One thing you should be aware about, though (and please correct me somebody if I am wrong): when you become pregnant, you will not be eligible for most of the medical trial treatments. While none of them showed any success so far, there are more and more resourses farma companies are putting into ALS (because it becomes less and less of a "rare" disease, unfortunately), so you may well benefit from such a treatment, especially considering your age. I would suggest you think about it before making any decisions.
 
Hi Michelle, so sorry for your diagnosed. Your post left me in total awe! You are such a strong person with such a piositive mind. May God bless you in every step of the way. I will keep you in my prayers. Please keep us posted, and God bless!

Irma
 
Michelle,

Well, now you know what you are dealing with and there is some consolation in that! I hope your progression is so slow, they'll tag it "Sloth Progression ALS".

Zaphoon
 
ptich,

Thank you for your concerns, however I have already thought extensively about the risks vs benefits of having to delay any pharmacological treatments (research or otherwise) while pregnant. It was also something my neurologist and I talked about, and he agrees that if having a biological child is that important to me, that now is the best time and not to delay, no matter what trials or treatments are going on. I can still participate in other trials, just none that involve experimental medications, and I am ok with that. It's just a matter of weighing what's important in one's life, and it is important for me to be a mother and leave a piece of myself on this earth.
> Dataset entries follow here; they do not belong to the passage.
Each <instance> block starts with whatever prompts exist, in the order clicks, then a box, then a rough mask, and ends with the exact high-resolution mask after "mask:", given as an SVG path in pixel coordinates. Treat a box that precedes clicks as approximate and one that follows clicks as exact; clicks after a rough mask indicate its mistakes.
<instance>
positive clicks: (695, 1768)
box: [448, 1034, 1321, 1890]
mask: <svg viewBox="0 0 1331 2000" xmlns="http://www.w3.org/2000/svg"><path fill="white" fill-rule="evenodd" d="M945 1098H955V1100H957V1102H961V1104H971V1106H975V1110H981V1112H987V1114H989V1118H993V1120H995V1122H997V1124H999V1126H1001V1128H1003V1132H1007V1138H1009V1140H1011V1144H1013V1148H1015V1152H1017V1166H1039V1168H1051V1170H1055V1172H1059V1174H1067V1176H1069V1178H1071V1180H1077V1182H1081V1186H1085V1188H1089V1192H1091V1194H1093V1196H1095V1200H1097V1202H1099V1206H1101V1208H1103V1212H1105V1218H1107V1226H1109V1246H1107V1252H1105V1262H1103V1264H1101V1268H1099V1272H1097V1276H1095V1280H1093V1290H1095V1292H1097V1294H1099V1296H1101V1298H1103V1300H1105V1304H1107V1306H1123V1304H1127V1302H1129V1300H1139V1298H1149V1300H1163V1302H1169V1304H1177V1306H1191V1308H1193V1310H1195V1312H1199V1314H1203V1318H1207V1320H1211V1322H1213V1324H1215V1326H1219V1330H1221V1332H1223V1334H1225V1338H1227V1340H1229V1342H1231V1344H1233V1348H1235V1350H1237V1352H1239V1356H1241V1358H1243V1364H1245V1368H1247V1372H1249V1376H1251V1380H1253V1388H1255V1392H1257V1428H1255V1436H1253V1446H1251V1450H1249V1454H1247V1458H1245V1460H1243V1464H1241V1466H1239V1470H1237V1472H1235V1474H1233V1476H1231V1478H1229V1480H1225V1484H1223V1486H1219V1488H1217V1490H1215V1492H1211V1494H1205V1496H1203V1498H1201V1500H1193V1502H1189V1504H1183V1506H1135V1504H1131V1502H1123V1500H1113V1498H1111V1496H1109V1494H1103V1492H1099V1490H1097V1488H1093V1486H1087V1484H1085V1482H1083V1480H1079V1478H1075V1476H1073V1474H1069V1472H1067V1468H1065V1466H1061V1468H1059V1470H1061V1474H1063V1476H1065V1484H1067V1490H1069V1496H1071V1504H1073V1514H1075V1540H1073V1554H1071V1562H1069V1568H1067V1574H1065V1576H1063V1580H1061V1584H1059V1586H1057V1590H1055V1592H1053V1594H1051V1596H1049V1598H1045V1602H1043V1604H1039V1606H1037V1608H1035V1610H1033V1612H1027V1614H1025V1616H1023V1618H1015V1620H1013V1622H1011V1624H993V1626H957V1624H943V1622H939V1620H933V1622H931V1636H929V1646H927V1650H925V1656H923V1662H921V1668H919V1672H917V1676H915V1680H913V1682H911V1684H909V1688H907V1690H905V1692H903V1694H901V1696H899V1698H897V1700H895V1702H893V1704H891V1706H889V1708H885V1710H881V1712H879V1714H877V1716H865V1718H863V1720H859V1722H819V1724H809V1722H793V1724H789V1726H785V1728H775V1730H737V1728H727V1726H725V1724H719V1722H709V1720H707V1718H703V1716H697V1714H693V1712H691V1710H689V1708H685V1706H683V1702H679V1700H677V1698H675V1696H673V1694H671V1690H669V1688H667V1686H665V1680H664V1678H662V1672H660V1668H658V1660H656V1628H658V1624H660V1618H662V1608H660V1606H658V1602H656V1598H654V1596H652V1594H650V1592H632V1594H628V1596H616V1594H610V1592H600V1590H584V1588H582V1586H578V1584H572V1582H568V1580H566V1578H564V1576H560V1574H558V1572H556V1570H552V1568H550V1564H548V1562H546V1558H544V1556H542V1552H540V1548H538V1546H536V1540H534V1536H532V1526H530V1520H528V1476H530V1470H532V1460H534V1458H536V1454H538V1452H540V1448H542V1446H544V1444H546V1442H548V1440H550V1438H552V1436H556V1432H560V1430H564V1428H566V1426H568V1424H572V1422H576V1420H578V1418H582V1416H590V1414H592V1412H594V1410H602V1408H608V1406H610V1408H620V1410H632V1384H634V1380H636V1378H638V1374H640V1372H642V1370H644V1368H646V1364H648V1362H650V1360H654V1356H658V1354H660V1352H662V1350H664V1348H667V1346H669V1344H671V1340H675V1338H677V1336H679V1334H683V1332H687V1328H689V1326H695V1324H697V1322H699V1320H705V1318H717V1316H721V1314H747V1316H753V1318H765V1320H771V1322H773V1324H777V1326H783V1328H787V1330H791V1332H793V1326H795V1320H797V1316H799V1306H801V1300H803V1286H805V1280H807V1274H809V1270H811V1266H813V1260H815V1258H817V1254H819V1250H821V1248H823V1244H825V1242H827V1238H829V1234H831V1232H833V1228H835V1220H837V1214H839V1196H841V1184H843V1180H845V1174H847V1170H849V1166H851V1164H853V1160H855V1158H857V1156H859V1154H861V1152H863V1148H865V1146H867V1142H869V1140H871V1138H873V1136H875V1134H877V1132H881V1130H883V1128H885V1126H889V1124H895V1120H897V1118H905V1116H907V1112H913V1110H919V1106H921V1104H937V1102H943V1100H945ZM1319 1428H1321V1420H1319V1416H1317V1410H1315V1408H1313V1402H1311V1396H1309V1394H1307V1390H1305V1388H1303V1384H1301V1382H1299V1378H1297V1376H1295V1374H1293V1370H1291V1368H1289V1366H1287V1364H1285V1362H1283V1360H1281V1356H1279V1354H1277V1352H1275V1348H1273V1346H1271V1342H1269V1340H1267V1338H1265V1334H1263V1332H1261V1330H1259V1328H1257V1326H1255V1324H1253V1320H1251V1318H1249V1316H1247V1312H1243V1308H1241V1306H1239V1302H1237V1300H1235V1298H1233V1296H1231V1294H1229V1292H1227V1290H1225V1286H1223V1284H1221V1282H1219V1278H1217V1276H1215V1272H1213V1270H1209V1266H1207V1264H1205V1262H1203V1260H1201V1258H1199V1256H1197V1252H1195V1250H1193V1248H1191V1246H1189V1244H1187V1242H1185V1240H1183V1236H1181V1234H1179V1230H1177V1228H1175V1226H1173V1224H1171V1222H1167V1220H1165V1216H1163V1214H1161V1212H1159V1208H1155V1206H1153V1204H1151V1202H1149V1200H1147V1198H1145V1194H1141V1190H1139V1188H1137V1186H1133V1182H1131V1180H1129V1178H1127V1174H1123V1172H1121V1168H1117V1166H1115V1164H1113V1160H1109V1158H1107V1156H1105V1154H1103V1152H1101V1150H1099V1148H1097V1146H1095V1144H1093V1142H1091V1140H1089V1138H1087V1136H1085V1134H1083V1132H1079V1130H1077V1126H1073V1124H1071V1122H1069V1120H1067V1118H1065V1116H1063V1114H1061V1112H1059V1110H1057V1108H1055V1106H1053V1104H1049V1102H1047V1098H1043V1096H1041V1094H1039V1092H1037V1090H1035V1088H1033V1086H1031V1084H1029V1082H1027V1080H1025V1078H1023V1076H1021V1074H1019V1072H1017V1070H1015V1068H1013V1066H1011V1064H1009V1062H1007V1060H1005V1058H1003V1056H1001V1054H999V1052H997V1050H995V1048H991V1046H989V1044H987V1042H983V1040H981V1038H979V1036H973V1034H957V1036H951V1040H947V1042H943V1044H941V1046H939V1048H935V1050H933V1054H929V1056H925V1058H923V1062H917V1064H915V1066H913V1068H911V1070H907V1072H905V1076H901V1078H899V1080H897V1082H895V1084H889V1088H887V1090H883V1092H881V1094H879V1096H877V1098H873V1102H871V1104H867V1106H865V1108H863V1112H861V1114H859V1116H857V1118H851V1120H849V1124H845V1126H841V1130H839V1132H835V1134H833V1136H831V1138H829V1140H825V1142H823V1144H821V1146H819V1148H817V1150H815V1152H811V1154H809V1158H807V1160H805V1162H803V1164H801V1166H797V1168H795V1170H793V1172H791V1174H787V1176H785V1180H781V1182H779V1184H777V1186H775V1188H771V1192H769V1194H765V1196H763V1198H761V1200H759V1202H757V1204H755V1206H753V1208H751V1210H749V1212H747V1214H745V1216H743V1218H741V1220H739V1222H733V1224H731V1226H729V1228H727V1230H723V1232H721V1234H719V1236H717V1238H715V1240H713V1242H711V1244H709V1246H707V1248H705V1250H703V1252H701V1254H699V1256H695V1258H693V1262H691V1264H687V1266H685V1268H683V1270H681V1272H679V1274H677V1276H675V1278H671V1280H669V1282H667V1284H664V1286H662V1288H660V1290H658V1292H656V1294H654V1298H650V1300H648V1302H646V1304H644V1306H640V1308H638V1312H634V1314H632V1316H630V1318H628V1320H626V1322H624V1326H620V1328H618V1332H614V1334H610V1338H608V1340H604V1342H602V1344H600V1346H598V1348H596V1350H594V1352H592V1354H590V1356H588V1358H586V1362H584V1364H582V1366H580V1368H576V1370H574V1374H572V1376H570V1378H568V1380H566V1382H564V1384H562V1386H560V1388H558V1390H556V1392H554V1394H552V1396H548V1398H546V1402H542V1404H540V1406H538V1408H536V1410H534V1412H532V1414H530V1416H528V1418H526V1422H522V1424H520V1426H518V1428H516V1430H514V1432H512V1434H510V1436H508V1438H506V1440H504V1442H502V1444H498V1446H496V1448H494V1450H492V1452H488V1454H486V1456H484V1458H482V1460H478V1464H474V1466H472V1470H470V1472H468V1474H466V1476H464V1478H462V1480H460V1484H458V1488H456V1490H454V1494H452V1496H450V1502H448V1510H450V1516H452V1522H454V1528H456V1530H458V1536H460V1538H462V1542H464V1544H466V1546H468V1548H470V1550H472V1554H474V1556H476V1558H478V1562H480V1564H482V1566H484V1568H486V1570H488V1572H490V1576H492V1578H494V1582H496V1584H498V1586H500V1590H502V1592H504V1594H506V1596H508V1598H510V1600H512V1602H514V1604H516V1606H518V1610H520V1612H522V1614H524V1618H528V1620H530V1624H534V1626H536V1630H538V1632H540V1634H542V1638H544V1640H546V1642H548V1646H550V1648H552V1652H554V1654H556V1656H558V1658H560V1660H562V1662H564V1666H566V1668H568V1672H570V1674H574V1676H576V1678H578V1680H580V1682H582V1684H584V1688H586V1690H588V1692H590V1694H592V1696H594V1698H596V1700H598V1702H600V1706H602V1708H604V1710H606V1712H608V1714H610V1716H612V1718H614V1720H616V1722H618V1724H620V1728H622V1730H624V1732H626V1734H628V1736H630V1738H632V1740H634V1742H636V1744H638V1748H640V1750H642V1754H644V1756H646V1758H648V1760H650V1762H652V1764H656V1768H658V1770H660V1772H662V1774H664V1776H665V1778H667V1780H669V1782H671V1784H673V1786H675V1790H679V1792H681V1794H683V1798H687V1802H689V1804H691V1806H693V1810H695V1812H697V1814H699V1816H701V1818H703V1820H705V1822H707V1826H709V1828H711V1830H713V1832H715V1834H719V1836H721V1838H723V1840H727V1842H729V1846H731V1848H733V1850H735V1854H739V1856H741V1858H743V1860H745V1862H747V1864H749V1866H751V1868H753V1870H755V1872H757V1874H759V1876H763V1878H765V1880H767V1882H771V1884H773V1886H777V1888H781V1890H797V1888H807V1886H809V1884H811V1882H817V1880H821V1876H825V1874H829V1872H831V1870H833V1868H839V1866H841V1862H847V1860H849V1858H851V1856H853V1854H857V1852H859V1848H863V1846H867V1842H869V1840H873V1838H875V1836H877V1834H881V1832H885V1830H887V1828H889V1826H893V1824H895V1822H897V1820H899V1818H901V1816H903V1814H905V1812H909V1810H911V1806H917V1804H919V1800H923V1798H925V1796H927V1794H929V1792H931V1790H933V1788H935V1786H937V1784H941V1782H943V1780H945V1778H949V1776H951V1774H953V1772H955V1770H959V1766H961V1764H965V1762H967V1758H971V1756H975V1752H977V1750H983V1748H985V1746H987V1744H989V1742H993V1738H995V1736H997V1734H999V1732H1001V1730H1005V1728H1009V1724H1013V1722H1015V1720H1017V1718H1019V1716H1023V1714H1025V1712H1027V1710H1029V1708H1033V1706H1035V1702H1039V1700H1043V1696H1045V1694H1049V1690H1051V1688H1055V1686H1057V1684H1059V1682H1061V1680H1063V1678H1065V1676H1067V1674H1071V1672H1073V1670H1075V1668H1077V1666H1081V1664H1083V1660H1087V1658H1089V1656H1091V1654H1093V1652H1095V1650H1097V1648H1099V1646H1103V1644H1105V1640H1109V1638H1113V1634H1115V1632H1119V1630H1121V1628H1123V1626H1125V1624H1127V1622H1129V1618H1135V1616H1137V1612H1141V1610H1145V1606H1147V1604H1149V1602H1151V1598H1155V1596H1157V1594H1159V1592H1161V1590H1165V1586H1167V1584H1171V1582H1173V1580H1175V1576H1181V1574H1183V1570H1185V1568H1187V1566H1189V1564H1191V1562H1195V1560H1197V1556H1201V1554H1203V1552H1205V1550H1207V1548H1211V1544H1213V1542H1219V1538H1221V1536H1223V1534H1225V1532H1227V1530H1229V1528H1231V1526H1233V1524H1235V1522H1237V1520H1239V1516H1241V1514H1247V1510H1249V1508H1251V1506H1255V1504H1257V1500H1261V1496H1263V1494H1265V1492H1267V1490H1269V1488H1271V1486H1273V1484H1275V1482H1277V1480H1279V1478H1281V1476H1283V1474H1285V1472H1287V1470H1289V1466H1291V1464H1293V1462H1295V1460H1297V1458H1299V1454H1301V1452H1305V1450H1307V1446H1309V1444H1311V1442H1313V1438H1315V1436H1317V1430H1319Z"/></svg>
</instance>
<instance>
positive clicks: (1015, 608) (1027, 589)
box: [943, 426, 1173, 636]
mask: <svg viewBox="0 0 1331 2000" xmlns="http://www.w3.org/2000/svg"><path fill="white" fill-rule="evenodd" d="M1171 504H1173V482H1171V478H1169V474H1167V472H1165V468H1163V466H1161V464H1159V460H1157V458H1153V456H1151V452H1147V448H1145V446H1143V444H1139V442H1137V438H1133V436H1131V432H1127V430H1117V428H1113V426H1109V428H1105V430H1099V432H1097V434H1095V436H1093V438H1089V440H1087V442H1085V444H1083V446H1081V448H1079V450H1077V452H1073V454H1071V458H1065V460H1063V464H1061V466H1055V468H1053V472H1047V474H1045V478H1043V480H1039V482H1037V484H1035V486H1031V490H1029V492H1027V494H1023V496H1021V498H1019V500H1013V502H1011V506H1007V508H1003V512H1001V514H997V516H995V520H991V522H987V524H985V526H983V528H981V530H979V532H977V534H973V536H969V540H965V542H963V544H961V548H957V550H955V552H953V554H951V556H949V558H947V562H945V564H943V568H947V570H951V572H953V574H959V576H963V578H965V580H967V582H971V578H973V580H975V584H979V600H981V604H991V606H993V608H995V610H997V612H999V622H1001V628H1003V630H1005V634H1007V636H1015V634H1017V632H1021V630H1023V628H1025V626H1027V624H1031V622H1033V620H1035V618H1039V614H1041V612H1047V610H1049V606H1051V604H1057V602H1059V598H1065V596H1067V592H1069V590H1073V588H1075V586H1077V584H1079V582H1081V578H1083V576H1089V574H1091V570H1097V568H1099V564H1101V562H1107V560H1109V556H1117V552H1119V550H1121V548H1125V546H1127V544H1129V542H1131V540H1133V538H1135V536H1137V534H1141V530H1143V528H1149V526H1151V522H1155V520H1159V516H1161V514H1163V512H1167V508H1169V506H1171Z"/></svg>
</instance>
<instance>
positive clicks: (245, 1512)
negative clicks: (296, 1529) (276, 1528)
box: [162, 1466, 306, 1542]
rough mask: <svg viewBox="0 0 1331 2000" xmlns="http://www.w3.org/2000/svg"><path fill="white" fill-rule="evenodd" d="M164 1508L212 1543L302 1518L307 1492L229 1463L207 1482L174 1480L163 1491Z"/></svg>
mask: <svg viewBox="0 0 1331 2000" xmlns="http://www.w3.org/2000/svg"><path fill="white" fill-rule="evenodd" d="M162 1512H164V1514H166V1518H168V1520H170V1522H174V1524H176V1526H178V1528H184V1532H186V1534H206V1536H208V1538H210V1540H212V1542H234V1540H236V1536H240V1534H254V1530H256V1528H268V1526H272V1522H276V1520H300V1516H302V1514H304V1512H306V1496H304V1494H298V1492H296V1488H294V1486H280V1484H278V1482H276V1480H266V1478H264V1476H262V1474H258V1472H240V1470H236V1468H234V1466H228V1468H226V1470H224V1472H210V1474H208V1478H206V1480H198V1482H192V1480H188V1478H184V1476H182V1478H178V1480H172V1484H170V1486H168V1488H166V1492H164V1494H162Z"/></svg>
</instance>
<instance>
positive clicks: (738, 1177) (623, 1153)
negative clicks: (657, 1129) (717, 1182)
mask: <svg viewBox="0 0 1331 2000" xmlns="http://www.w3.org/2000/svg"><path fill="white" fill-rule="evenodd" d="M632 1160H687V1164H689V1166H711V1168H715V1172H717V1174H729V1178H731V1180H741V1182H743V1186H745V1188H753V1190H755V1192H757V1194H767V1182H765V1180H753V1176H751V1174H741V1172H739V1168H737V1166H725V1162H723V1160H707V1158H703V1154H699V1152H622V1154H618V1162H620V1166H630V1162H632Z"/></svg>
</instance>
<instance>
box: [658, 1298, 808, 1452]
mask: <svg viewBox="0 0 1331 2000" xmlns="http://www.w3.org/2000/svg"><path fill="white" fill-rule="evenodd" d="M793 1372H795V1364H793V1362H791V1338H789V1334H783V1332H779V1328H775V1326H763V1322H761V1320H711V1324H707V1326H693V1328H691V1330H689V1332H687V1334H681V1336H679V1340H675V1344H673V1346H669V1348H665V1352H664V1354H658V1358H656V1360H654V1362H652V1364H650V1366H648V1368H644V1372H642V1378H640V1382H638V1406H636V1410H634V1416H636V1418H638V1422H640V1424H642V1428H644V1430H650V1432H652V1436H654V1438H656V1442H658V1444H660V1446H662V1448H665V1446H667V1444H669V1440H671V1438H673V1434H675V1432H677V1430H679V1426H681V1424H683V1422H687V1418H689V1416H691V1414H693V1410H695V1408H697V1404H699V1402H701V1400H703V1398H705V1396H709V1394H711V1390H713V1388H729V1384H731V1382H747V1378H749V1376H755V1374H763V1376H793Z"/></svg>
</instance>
The fact remains this is a progressive disease, and time spent waiting could be time wasted when it comes to having a healthy pregnancy and healthy baby. But again, I do appreciate your concerns.

Thank you April, Irma, & Zaphoon, too, for your positive comments! I especially like the "sloth progressing ALS" - sloths are my favorite animals so it could be very fitting!

~Michelle
 
Wow, Michelle! ALS and a new work schedule and now a baby! I'm anticipating the excitement already. Just wish the DX could have been something else. Cindy
 
Hello Michelle...You have a very beautiful attitude of life! May God bless you with your future plans, and a very slow progression!
 
Michelle
God bless you. I hope every thing goes well for you with your Baby. Sorry for your DX. I wish your ALS is slow like mein is. When I was DX my son was 1 and my girl was 6 now there 18 & 23 and I'm a grandad. So you never know what's going to happen. The Doctor told me I had 2/4 years that was 17 years ago. I well pray its that way for you. Well you take care.